A decade of exhibitions with their own face
In total, 24 exhibitions promoted or supported by the Island Council that have covered topics ranging from traditional architecture to the invisibility of women in history, from Carnival rituals to the invisible landscapes of water or the postcard. Each of them has been a visual essay, a collective story woven from photographs, objects, archives, voices and silences. In addition, the Cabildo has opted for local mediation: historians, artists, curators, collectives and educational centers have actively participated in the exhibition projects.
The first exhibition, Lanzarote through glass (2015) rescued the pioneering gaze of photographer Jacinto Alonso at the beginning of the last century. It was followed by Landscape on Celluloid (2016), which explored the films shot on the island since the 1960s, and Lanzarote and the Postcard (2016-17), which reconstructed the tourist imaginary of the 20th century.
But the Casa Amarilla was not limited to nostalgia. In Memories of Water (2018), the milestone of the arrival of the desalination plant was addressed; in Buches y Diabletes (2019), Benito Cabrera gave prominence back to traditional carnivals; and in Sombrera (2020-21), curated by Arminda Arteta and Vanessa Rodríguez, the rural and coastal women of Lanzarote were made visible, with a great response from the public.
The last years have been especially fruitful and we had the presence of the late photographer Javier Reyes and his Mirada Artesana. Between 2022 and 2024, exhibitions such as Eco al Planeta, Presente Futurible, made by the Pancho Lasso Art School, or Diálogo de postales have shown a clear contemporary vocation, connecting the identity of the island with the challenges of the 21st century, or with the Atlantic world, as the exhibition Las Puertas de la Macaronesia did. Even death has visited the Casa Amarilla, thanks to the Memento Mori exhibition.
The voice of the land of Los Campesinos, Contra el Olvido by Santiago Alemán, Vestir la ropa blanca, Las Revoltosas and several editions of the Art Biennial organized by the MIAC have completed the group of exhibitions hosted in the halls of the Casa Amarilla.
Memory and knowledge as an act of resistance
But not everything has been easy. The project has gone through its own uncertainties and these ten years of the Casa Amarilla have not been without difficulties and, of course, there is room for improvement. These are pending challenges: the conservation of the building itself, which in a few years will be a century old since its construction, its accessibility and its sustainable management, with the invaluable collaboration of the Art, Culture and Tourism Centers.

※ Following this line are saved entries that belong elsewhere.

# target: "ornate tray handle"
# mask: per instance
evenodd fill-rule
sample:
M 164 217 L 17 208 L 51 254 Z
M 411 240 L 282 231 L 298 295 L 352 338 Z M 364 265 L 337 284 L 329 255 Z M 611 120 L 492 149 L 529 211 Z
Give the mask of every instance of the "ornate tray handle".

What role does a space like this play in the 21st century, when artificial intelligence is beginning to rewrite reality in real time and oblivion seems programmed into our devices? Collective memory is a construction, and for a community, remembering is not a passive activity, but a form of resistance to the amnesia induced by the speed of the present.
In a world oversaturated with images and stimuli, the Casa Amarilla proposes something else: to stop, observe, remember. What remains of the island we were? What future do we want to build? How does Lanzarote connect with the rest of the world? What role do women, young people, the margins play?
It is no coincidence that the 2025 program includes an exhibition entitled "Ten books for an island": if we had to save something before the shipwreck, what stories would we choose?
The history of Lanzarote will be, in part, the history of how it took care of its places of memory.